Appraisal Standards Reviews
PTAD performs ASRs when a school district is eligible for the grace period. ASRs recommend changes in procedures or methods that can improve appraisal accuracy and compliance with state law and appraisal standards. The results can help school districts understand the reason for the invalid finding so that they can work with their appraisal districts to correct problems and ensure that all property in the school district is appraised fairly and accurately.
In conducting an ASR, PTAD examines and evaluates appraisal practices including methodologies, planning and procedures and the application of and adherence to generally accepted appraisal standards and practices. The Property Tax Code and Comptroller rules are the major criteria used in the review.
The Property Tax Code requires appraisal districts to use certain generally accepted appraisal procedures or standards, such as the Uniform Standards of Professional Appraisal Practice (USPAP), specifically Standard 6: Mass Appraisal, Development and Reporting, as well as the International Association of Assessing Officers (IAAO) Technical Standards. In addition, ASRs rely on other generally accepted standards when reviewing appraisal procedures and methods.
The two principal purposes of the ASR are to determine why the local value is invalid and to recommend improvements to appraisal practices. Upon completing the review process, the Comptroller issues a report of findings that may include commendations for exemplary appraisal practices and recommendations for improvements. The law requires appraisal districts to comply with the Comptroller's recommendations concerning appraisal methods and procedures within one year of the report's release.

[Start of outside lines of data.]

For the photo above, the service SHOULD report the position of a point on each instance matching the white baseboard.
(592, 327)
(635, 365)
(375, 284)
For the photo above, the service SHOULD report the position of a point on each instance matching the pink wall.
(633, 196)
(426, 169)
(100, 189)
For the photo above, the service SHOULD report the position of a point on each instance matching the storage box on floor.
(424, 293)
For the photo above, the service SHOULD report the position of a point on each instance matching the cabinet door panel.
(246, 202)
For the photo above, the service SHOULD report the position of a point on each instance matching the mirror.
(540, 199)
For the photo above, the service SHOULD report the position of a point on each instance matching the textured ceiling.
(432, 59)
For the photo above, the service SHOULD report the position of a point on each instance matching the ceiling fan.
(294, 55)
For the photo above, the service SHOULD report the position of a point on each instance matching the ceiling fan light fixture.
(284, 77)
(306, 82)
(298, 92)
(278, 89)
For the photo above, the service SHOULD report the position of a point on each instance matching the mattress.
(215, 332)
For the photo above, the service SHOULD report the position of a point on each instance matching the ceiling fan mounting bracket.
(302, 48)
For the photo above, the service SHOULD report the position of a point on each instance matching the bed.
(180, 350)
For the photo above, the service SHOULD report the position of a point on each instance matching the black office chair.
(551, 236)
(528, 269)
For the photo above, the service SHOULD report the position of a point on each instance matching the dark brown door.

If PTAD finds that the CAD's board of directors has failed to comply with the ASR recommendations within one year of their issuance, state law requires the Comptroller to notify the judge of each district court in the county. The district judge(s), in turn, must appoint a five-member board of conservators to implement the recommendations. This board of conservators supervises and controls the CAD's operations until each school district it serves has valid local values in the annual PVS. The CAD must bear the costs for this supervision.
Knox CAD faces several challenges in achieving and maintaining consistent, current market valuations.
Below is a summary of the ASR's key recommendations. These recommendations address the problems and challenges identified in the detailed findings described in Chapter 2 of this report. In total, PTAD makes five recommendations:
Develop written local guidelines for administering agricultural appraisals, review and revise, as warranted, the agriculture value schedules and prioritize the reappraisal activities for native pastureland.
Revise the appraisal district's reappraisal plan so that it not only satisfies the letter requirements of Property Tax Code Section 25.18, but also includes tasks for effectively executing the essential requirements of the statute.
Develop a plan and timeline for completion of a mapping system that complies with Comptroller Rule 9.3002.
In addition to the previous recommendations, the review team identified two management and operational issues that do not directly relate to the appraisal process, but that can have an indirect impact on the CAD's ability to conduct its appraisals accurately and consistently. The CAD is not obliged to implement these recommendations, but they are provided here for consideration as an additional way to enhance operational effectiveness and efficiency. Appraisal districts, as Texas governmental entities, are required to comply with all applicable laws.
Evaluate the need for increasing appraisal staff, and providing existing staff with the training needed to effectively perform appraisals.
Comply with Comptroller Rule 9.3001 by establishing a plan and timeline for acquiring and recording needed appraisal card information for real property and business personal property appraisal cards.